Operational Innovator Award Winner: Dom Talijancich
Nelson fisherman and businessman Dom Talijancich believes strongly in innovation and technology and has just about every sensor possible installed on his fishing boat. To enable more selective fishing, he established his company Advanced Conservation Solutions (ACS), and developed 'DeepSet' – a camera with machine learning algorithms that identifies fish species entering a trawl net in real time. After months of research, development, and trialling, ACS now has a system that is delivering exciting results.
Market Innovator Award Winner: Premium Seas Limited
Premium Seas is a champion of New Zealand seaweeds and premium seaweed products.
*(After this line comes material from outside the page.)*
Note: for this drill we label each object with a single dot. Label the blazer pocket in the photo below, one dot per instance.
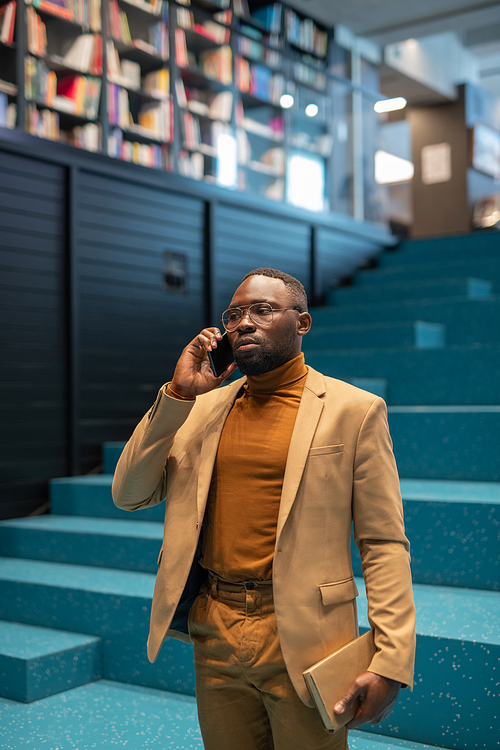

Harvesting Undaria pinnatifida from local Coromandel waters, it has developed innovative solutions to process seaweed for food. Premium Seas is passionate about the environmental, economic, and social benefits to be realised from the emerging seaweed farming sector.
Using expertise from Japan and a highly engaged network of chefs, it has collaborated with local butchers to produce an award-winning pork and wakame sausage, and also with Coromandel Pies, who now produce a premium mussel and wakame pie.
Future Leader Award Winner: Sarah Bynevelt
Site manager, Sarah Bynevelt, has transformed the remote Bluff Sanford fish processing facility from a traditionally effective unit to a high-performing hub of innovative practices that are often implemented company-wide. She's been hugely focused on reducing plastic, using every part of every fish so nothing goes to waste, and inspiring her team and community to make sustainability a priority. Sarah led Sanford's salmon division to recycle or repurpose over 1,300 tonnes of waste materials in 2022. That's 82.8% of waste diverted away from landfill.
Ocean Guardian Award Winner: Scott and Sue Tindale, Tindale Marine Research Charitable Trust
Scott and Sue Tindale from the Tindale Marine Research Charitable Trust have spent a lifetime encouraging the public to take notice of their impact on the ocean environment. They have developed methods to reduce fish and seabird mortality by raising public awareness of the detritus polluting our marine environment and washing up on our beaches. They have developed a fish tagging program that targets inshore fisheries. Already this program has well over 1,000 participants and provides valuable information for monitoring fish stocks.
Tangata Kaitiaki/Tiaki Award Winner: Mai-Paritu-tae-atu-ki-Turakirae Fisheries Forum
The Mai-Paritu-tae-atu-ki-Turakirae Fisheries Forum is a voluntary collective of Māori tāngata kaitiaki, mana whenua and mana moana geographically spread along the east coast of the North Island, from Tūranga in the north to Wairarapa in the south. It has developed Ngā-Huruhuru-Waitai-o-Tangaroa, a 2 to 3 year intervention plan of wānanga, training, relationship building, and practical work to enable sustainable fish stocks in the customary, recreational, and commercial sectors, as well as the improved wellbeing of the communities involved.
Supreme Sustainability Award Winners: Scott and Sue Tindale, Tindale Marine Research Charitable Trust
The judging panel selected Scott and Sue Tindale from Tindale Marine Research Charitable Trust for their ongoing contribution to educating the public and raising awareness about the sustainability of our oceans and fisheries. They are well known across the recreational fishing sector. Not only are they very successful and internationally renowned anglers themselves but they have worked tirelessly to increase public participation and interest in the health of our oceans.
Through their charitable research trust, they have developed a successful fish tagging program which has tagged thousands of fish and provided valuable information used for monitoring fish stocks. Fisheries New Zealand supports this programme and is looking for ways to incorporate this data into its fisheries management system.
Minister for Oceans and Fisheries Award Winner: Pāua Industry Council (Jeremy Cooper and Storm Stanley)
For over 40 years, the Pāua Industry Council has made substantial and meaningful contributions to the pāua industry that has seen the fishery flourish in the face of some enormous challenges.
Implementing electronic monitoring and data logging well before legislated requirements, reseeding of pāua following the 2016 Kaikōura earthquake, and translocation projects to assess the benefits of moving slow growing pāua to areas known for being productive – are a few examples of their achievements.
They are champions of fisheries plans that have been used to create sound management of pāua resources. Importantly, these are collaborative and seek buy-in from industry and the broader community.